The U.S. Air Force, Navy and Army have used the M9 since it was adopted in 1985 as a replacement sidearm for the aging M1911A1, which was at the end of its life cycle. Since 1987, the M9 has been manufactured at Beretta USA’s production facility in Accokeek, Maryland. Recently, Beretta USA announced that both manufacturing and research and development will move to Tennessee next year, while Beretta USA’s headquarters will remain in Maryland.

“The average M9 … runs for about 17,500 rounds without a stoppage.”

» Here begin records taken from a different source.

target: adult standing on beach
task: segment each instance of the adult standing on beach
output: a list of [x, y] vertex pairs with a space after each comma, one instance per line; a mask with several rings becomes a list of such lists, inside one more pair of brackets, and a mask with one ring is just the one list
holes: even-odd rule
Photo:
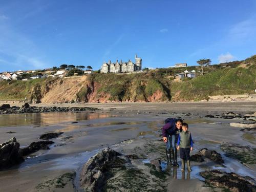
[[[165, 119], [165, 124], [162, 128], [162, 135], [163, 141], [166, 144], [165, 153], [166, 154], [167, 162], [172, 166], [179, 167], [177, 162], [177, 149], [175, 146], [176, 143], [176, 132], [180, 130], [182, 126], [183, 121], [181, 119], [168, 118]], [[173, 164], [172, 163], [170, 154], [173, 154]]]

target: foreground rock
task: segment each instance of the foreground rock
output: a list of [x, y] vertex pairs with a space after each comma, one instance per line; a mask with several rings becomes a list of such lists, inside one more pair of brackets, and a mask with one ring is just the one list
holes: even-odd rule
[[256, 164], [256, 148], [226, 143], [221, 144], [221, 148], [227, 157], [237, 159], [245, 165]]
[[199, 163], [204, 161], [202, 155], [199, 154], [195, 154], [190, 156], [190, 160], [191, 161], [196, 161]]
[[[34, 113], [46, 112], [67, 112], [85, 111], [96, 111], [97, 108], [75, 108], [63, 106], [30, 106], [29, 104], [24, 105], [23, 107], [13, 106], [11, 108], [0, 108], [0, 114], [11, 113]], [[3, 105], [2, 105], [3, 106]]]
[[0, 144], [0, 170], [8, 168], [24, 161], [19, 154], [19, 143], [15, 137]]
[[209, 150], [208, 148], [204, 148], [199, 151], [199, 155], [204, 156], [211, 160], [219, 164], [224, 163], [224, 161], [221, 157], [221, 154], [215, 151]]
[[75, 172], [66, 173], [52, 179], [42, 181], [35, 187], [40, 191], [76, 191], [74, 186]]
[[200, 172], [205, 178], [205, 182], [210, 185], [225, 188], [231, 191], [255, 191], [256, 187], [252, 179], [239, 176], [234, 173], [227, 173], [217, 170]]
[[26, 156], [33, 153], [36, 152], [39, 150], [50, 150], [50, 147], [48, 145], [54, 143], [54, 142], [52, 141], [33, 142], [30, 144], [28, 147], [19, 149], [18, 153], [20, 156]]
[[108, 167], [119, 156], [116, 151], [109, 148], [99, 152], [84, 164], [81, 172], [81, 186], [86, 191], [99, 191], [105, 185]]
[[249, 128], [252, 129], [256, 127], [256, 123], [230, 123], [231, 126], [234, 126], [240, 128]]
[[45, 134], [42, 134], [42, 135], [41, 135], [39, 138], [40, 139], [44, 139], [44, 140], [53, 139], [59, 136], [63, 133], [63, 132], [46, 133]]

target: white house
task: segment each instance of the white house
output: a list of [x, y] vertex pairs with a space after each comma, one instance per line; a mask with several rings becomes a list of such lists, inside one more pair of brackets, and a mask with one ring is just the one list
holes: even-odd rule
[[63, 77], [66, 73], [67, 73], [67, 70], [65, 69], [60, 69], [57, 71], [57, 72], [54, 73], [54, 75], [57, 76], [59, 77]]
[[3, 73], [0, 74], [0, 77], [3, 78], [4, 79], [10, 79], [12, 75], [8, 72]]
[[83, 73], [84, 74], [91, 74], [92, 72], [92, 70], [86, 70], [83, 72]]
[[15, 73], [13, 73], [12, 75], [12, 79], [13, 80], [17, 80], [17, 78], [18, 78], [18, 75], [17, 75], [16, 74], [15, 74]]

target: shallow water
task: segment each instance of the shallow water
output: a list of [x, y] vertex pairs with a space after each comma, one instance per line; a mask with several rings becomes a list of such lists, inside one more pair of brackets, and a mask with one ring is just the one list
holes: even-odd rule
[[[34, 187], [46, 177], [60, 175], [70, 170], [79, 173], [82, 165], [89, 158], [103, 147], [110, 146], [118, 148], [121, 145], [127, 145], [131, 139], [159, 137], [163, 120], [166, 117], [138, 115], [88, 112], [49, 113], [28, 114], [0, 115], [1, 141], [4, 142], [15, 136], [21, 146], [38, 141], [42, 134], [51, 132], [64, 133], [52, 140], [55, 143], [49, 151], [41, 150], [27, 158], [19, 166], [0, 172], [0, 191], [33, 191]], [[186, 118], [186, 117], [184, 117]], [[218, 120], [219, 120], [219, 119]], [[243, 133], [230, 129], [228, 120], [221, 120], [215, 123], [216, 120], [188, 118], [189, 130], [195, 142], [195, 150], [203, 147], [220, 152], [219, 145], [223, 141], [236, 140], [243, 143], [241, 137]], [[72, 123], [77, 121], [76, 123]], [[212, 124], [214, 123], [214, 124]], [[232, 135], [227, 137], [220, 134], [228, 130]], [[7, 132], [12, 131], [13, 134]], [[127, 141], [122, 142], [123, 141]], [[1, 142], [1, 143], [2, 143]], [[224, 155], [222, 154], [222, 156]], [[193, 172], [184, 175], [180, 167], [171, 175], [177, 179], [197, 179], [202, 180], [199, 173], [209, 168], [221, 169], [226, 172], [234, 172], [243, 176], [248, 175], [256, 179], [255, 173], [237, 161], [224, 157], [225, 167], [210, 165], [210, 167], [191, 163]], [[145, 163], [149, 160], [145, 160]], [[180, 160], [178, 163], [181, 164]], [[163, 170], [167, 170], [166, 163], [162, 162]], [[79, 175], [75, 182], [79, 185]], [[14, 180], [18, 180], [13, 184]], [[11, 188], [10, 185], [12, 184]]]

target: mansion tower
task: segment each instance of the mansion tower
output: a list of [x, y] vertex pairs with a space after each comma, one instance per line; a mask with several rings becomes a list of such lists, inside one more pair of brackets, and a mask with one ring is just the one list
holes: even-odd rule
[[141, 70], [142, 59], [135, 55], [135, 63], [129, 59], [128, 62], [118, 62], [117, 60], [114, 63], [110, 60], [108, 63], [104, 62], [100, 68], [100, 73], [130, 73]]

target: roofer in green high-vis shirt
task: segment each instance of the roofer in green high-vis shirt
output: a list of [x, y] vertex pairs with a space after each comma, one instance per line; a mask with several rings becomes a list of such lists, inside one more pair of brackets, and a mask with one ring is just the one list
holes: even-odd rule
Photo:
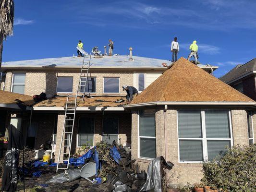
[[[84, 46], [84, 44], [83, 44], [82, 41], [81, 41], [81, 40], [79, 40], [78, 41], [78, 44], [77, 44], [77, 47], [83, 49], [84, 49], [84, 48], [83, 47], [83, 46]], [[77, 54], [78, 54], [77, 55], [77, 57], [82, 57], [82, 53], [79, 50], [77, 50]]]
[[196, 41], [194, 41], [193, 43], [190, 45], [189, 47], [189, 49], [191, 51], [191, 53], [189, 54], [189, 55], [188, 57], [188, 60], [189, 60], [191, 57], [194, 56], [195, 57], [195, 64], [197, 63], [197, 51], [198, 50], [198, 46], [196, 45]]

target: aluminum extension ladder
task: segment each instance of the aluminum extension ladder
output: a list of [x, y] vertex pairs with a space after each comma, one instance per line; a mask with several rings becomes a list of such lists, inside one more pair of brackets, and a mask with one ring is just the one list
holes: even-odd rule
[[[92, 54], [90, 55], [89, 63], [85, 64], [84, 54], [83, 65], [81, 69], [79, 83], [77, 86], [76, 94], [70, 95], [68, 94], [66, 108], [65, 108], [65, 120], [61, 134], [61, 139], [60, 144], [60, 151], [57, 165], [56, 172], [59, 169], [66, 169], [69, 166], [70, 158], [70, 152], [72, 144], [72, 137], [74, 123], [75, 119], [75, 113], [78, 100], [84, 101], [85, 94], [85, 87], [87, 84], [89, 70], [91, 65], [91, 58]], [[81, 94], [82, 94], [81, 95]], [[60, 168], [60, 163], [63, 163], [63, 166]]]

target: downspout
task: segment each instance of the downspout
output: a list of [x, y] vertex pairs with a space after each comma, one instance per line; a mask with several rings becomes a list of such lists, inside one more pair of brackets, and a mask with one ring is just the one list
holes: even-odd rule
[[166, 129], [167, 129], [167, 120], [166, 120], [166, 111], [167, 111], [168, 109], [168, 106], [167, 105], [164, 105], [164, 143], [165, 143], [165, 145], [164, 145], [164, 150], [165, 150], [165, 160], [167, 161], [167, 142], [166, 141]]

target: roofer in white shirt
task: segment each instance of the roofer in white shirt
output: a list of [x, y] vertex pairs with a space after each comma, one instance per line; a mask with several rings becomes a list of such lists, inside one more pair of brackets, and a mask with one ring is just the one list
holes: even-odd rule
[[[177, 55], [180, 51], [179, 48], [179, 43], [177, 42], [177, 37], [174, 37], [174, 40], [171, 42], [171, 51], [172, 52], [172, 60], [171, 62], [177, 61]], [[175, 60], [174, 61], [174, 56], [175, 56]]]

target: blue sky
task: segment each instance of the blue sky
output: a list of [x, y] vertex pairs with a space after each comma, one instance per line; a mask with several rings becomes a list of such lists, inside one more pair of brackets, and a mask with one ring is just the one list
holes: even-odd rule
[[186, 58], [196, 40], [199, 60], [223, 75], [256, 57], [256, 1], [15, 0], [14, 36], [4, 43], [3, 61], [73, 56], [79, 39], [87, 52], [103, 51], [110, 38], [114, 53], [171, 59]]

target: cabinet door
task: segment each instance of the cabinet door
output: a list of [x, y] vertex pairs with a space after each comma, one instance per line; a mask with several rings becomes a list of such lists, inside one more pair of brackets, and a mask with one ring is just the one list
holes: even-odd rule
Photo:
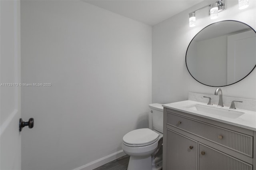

The M9—a military version of the Beretta 92FS—was a major departure from the M1911, the traditional U.S. military sidearm since 1911. The M1911 pistol has a single-stack magazine with a capacity of 7+1 rounds, employs a single-action trigger and is chambered in .45 ACP. The M9 is chambered in 9mm and has a 15+1 capacity with a double-stack magazine. The trigger system also operates in double-action and single-action modes. The M9A1 variant, which is an enhanced M9, has been used by the U.S. Marine Corps since 2006. The M9A1 variant differs mainly from the standard M9 in that the frame features an integrated Picatinny rail for attaching a tactical light or other accessories. It also uses magazines with a PVD coating that reduces friction, and the magazine body is designed to be sand and grit resistant.

“In 1985 when the contract was awarded, Beretta sold the M9 design to the U.S. Army, and the Army now manages the pistol’s Technical Data Package (TDP),” says de Plano. One of the recent modifications to the M9, according to de Plano, is a change to the surface finish to a dry film lubricant, or DFL. Beretta still owns and controls the design of the 9mm Beretta 92 pistol.

The M9 has been thoroughly torture tested prior to adoption, surviving temperatures from −40 to 140 degrees Fahrenheit, saltwater, drops on concrete and being buried in sand, mud and snow. The average M9, as tested at Beretta USA, runs for about 17,500 rounds without a stoppage. During Beretta’s testing, some sample pistols fired 168,000 rounds without a malfunction.

 

Next Generation

The order for more M9s comes at a time when the Army is beginning to look for a next-generation sidearm. The Modular Handgun System (MHS) program conducted by the Army is a search for a replacement sidearm for the M9 and M11 pistols. Beretta believes it can improve even further upon the M9A1, said de Plano. “Internally at Beretta we call it the M9A2 concept, which is a further-enhanced M9A1 with an accessory rail, a sand-resistant 17-round magazine, a removable front sight [to allow for night sights or tall suppressor sights] and a threaded barrel. The concept pistol would also have a third-generation barrel and locking block and an internal recoil buffer like that used in the .40 S&W-chambered Beretta 96A1, as well as changes to the internal geometry of components and the components’ materials.”

The Army is currently responding to gun industry questions, and the draft request for proposal (RFP) is scheduled for release in early fall of 2014, and the final RFP should be issued in December 2014. The RFP will define the Army’s specifications for a new pistol. Surprisingly, the initial MHS specs will allow for a pistol heavier than the M9. No caliber is specified, but the Army wants enhanced terminal ballistics. Firearm industry submissions are set for 2015, though dates are subject to change by the Army.

As the official sidearm of the Army, Navy and Air Force, the M9 is a battle-proven weapon, and with Beretta’s research and development responding to the military’s feedback, it is poised to continue supplying sidearms to the U.S. military well into the 21st century.